Tosatti, un Fisico da Nobel
Lo studioso, originario di Nonantola, eletto membro della National Academy of Sciences negli Usa
di Claudio Romiti
Quante sono le persone e le cose di Modena conosciute nel mondo? Tante. Per fortuna, e per orgoglio di chi è modenese. C'è anche chi, non avendo avuto, per la sua attività, la possibilità di finire sui palcoscenici mediatici privilegiati nella nostra epoca, è forse meno conosciuto di altri dal grande pubblico.
Si chiama Erio Tosatti, è un grande (non lo diciamo noi, ma i titoli che vanta) scienziato nel campo della Fisica. Attualmente si occupa di teoria delle superfici e dell'attrito, di superconduttori ad alta temperatura, di conduzione elettronica in contatti nanometrici e di solidi ad altissima pressione.

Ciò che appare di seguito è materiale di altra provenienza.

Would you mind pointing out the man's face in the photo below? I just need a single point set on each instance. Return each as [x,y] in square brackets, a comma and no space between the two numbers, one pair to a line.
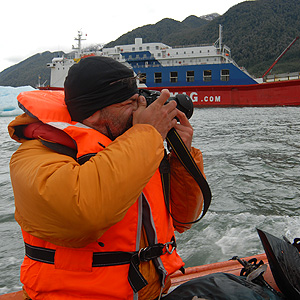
[116,118]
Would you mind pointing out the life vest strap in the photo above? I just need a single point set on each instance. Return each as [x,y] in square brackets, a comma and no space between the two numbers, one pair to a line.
[105,259]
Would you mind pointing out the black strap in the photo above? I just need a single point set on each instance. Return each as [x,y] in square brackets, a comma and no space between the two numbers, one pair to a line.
[105,259]
[184,155]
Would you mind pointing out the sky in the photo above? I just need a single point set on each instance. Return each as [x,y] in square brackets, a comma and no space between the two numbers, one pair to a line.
[34,26]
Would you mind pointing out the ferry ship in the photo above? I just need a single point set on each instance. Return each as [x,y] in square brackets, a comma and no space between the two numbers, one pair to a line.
[206,73]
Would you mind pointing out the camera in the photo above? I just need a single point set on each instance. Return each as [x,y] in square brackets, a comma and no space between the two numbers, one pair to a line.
[184,102]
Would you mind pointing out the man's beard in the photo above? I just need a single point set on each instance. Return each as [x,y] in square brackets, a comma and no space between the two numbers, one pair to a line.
[126,127]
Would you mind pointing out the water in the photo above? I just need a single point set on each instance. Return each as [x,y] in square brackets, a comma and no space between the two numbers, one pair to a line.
[252,163]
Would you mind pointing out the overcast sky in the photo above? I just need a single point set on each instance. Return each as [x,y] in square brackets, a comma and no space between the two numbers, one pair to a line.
[34,26]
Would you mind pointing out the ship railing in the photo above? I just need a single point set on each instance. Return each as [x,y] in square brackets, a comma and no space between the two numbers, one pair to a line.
[282,77]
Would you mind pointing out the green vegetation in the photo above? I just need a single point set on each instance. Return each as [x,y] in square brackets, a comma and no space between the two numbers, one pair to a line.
[256,31]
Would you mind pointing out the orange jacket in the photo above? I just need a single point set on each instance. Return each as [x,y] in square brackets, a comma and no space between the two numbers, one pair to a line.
[119,230]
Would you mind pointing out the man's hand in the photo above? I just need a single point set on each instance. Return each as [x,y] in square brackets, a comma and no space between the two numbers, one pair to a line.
[160,116]
[184,129]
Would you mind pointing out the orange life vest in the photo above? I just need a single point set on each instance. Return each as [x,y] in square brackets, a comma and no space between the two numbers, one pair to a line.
[107,268]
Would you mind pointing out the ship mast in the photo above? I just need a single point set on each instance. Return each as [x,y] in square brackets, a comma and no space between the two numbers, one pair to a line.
[280,56]
[78,48]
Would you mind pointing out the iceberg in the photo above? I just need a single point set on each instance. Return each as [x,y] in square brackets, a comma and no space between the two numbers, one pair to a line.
[8,100]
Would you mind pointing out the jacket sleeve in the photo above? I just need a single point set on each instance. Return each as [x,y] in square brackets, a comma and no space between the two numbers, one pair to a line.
[71,205]
[186,198]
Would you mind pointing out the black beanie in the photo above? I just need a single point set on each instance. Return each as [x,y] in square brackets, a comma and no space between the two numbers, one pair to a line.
[96,82]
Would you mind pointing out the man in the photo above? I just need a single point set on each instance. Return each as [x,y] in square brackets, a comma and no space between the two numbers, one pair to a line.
[88,190]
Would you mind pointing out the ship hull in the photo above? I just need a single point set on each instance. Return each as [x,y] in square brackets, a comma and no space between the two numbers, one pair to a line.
[280,93]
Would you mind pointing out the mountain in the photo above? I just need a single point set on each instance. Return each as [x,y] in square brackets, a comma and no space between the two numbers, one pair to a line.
[29,71]
[256,31]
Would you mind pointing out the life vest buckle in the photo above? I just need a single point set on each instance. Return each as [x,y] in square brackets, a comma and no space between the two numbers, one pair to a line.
[167,248]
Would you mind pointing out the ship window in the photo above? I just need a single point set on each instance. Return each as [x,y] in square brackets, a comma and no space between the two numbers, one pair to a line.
[207,75]
[224,75]
[173,76]
[157,77]
[142,77]
[190,76]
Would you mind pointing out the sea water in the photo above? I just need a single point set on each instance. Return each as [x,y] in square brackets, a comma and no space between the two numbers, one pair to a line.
[252,164]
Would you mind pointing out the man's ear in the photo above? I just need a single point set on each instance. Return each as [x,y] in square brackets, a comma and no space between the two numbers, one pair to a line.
[92,119]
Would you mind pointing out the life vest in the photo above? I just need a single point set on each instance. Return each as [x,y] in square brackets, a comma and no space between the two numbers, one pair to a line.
[108,267]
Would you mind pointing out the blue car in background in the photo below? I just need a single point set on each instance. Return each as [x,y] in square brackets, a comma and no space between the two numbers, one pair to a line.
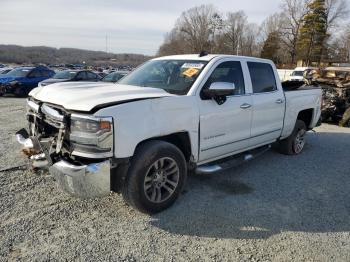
[21,80]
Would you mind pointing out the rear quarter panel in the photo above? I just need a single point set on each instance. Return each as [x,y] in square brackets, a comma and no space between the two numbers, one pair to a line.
[299,100]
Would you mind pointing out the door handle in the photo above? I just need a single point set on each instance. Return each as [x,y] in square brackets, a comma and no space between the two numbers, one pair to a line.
[246,106]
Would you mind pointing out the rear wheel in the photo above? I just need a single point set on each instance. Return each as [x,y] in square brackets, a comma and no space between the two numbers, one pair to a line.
[345,121]
[156,177]
[295,143]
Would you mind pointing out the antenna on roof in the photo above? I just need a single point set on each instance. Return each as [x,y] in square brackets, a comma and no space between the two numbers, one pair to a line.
[203,53]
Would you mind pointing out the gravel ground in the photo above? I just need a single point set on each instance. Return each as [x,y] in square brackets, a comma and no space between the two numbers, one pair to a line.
[275,208]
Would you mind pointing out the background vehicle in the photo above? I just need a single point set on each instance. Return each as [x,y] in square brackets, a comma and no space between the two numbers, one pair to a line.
[171,115]
[71,75]
[5,70]
[21,80]
[335,83]
[115,76]
[298,73]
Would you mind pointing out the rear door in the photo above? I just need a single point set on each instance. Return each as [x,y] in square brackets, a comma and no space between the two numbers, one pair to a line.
[225,128]
[268,103]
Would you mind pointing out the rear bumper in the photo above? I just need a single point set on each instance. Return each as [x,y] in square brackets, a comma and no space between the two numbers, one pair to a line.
[84,181]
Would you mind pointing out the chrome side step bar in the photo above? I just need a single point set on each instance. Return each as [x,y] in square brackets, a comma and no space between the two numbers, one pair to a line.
[228,163]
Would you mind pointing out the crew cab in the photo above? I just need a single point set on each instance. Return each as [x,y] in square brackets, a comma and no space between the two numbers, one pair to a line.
[170,116]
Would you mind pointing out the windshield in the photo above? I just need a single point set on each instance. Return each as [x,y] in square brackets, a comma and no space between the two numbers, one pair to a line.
[173,76]
[18,72]
[113,77]
[297,73]
[65,75]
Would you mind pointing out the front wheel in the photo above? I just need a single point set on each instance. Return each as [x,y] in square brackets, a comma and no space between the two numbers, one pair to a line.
[294,144]
[156,177]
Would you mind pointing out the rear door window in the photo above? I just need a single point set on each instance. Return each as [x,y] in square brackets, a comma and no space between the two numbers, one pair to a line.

Secondo la terminologia dell'epoca televisiva e post-televisiva, Tosatti è un grosso personaggio. Il Fisico modenese, però, quel brutto e semplicistico aggettivo, non... se lo merita, lui è veramente un grande nel suo campo.
Cercatelo sulla bibbia della moderna comunicazione, cioè Google: il motore di ricerca gli dedica cinquanta (sì, proprio cinquanta!) pagine.
Nel maggio scorso Erio Tosatti, nato nel 1943 a Campazzo di Nonantola, diplomato all'ITIS Corni, Laurea in Fisica a Modena e Dottorato con Lode alla Normale di Pisa, è stato eletto membro della National Academy of Sciences degli Usa, che riunisce personalità importanti nel campo della ricerca scientifica.
La nomina formale sarà celebrata nel 149esimo meeting annuale (aprile 2012). Tosatti ha avuto questo onore per il livello di eccellenza abbinato alla particolare originalità delle proprie ricerche.
Della prestigiosa Accademia Americana hanno fatto parte anche Einstein, Edison, Oppenheimer e al momento solo sette italiani, tra cui Rita Levi Montalcini. Tosatti, già fondatore a Trieste nel 1976 dell'Ictp, ora è Professore di ruolo della Sissa (Scuola Internazionale Superiore di Studi Avanzati) sempre a Trieste. Ha collaborato anche con il CNR, il CERN di Ginevra, e lavorato in Scozia, a Cambridge e in California.
L'elezione nell'Academy è solo l'ultimo in ordine di tempo, dei riconoscimenti ricevuti, tra cui spicca la prestigiosa medaglia Tate dell'American Institute of Physics. Un premio più prestigioso dello stesso Nobel.
Il nonno, contadino di Campazzo, voleva che si dedicasse
all'agricoltura, ma il padre, che poi ha gestito per anni un distributore di carburante in Via Vignolese, e il professor Randighieri del Corni l'hanno sempre incoraggiato.
Sposato con una triestina, lo scienziato modenese, persona semplice e alla mano, è rimasto molto legato alla sua città, ai parenti e al gruppo di amici. Con i quali ogni anno, per Natale, San Silvestro e per il Lunedì di Pasqua è di prammatica la riunione conviviale. Con cibi e dialetto esclusivamente modenesi.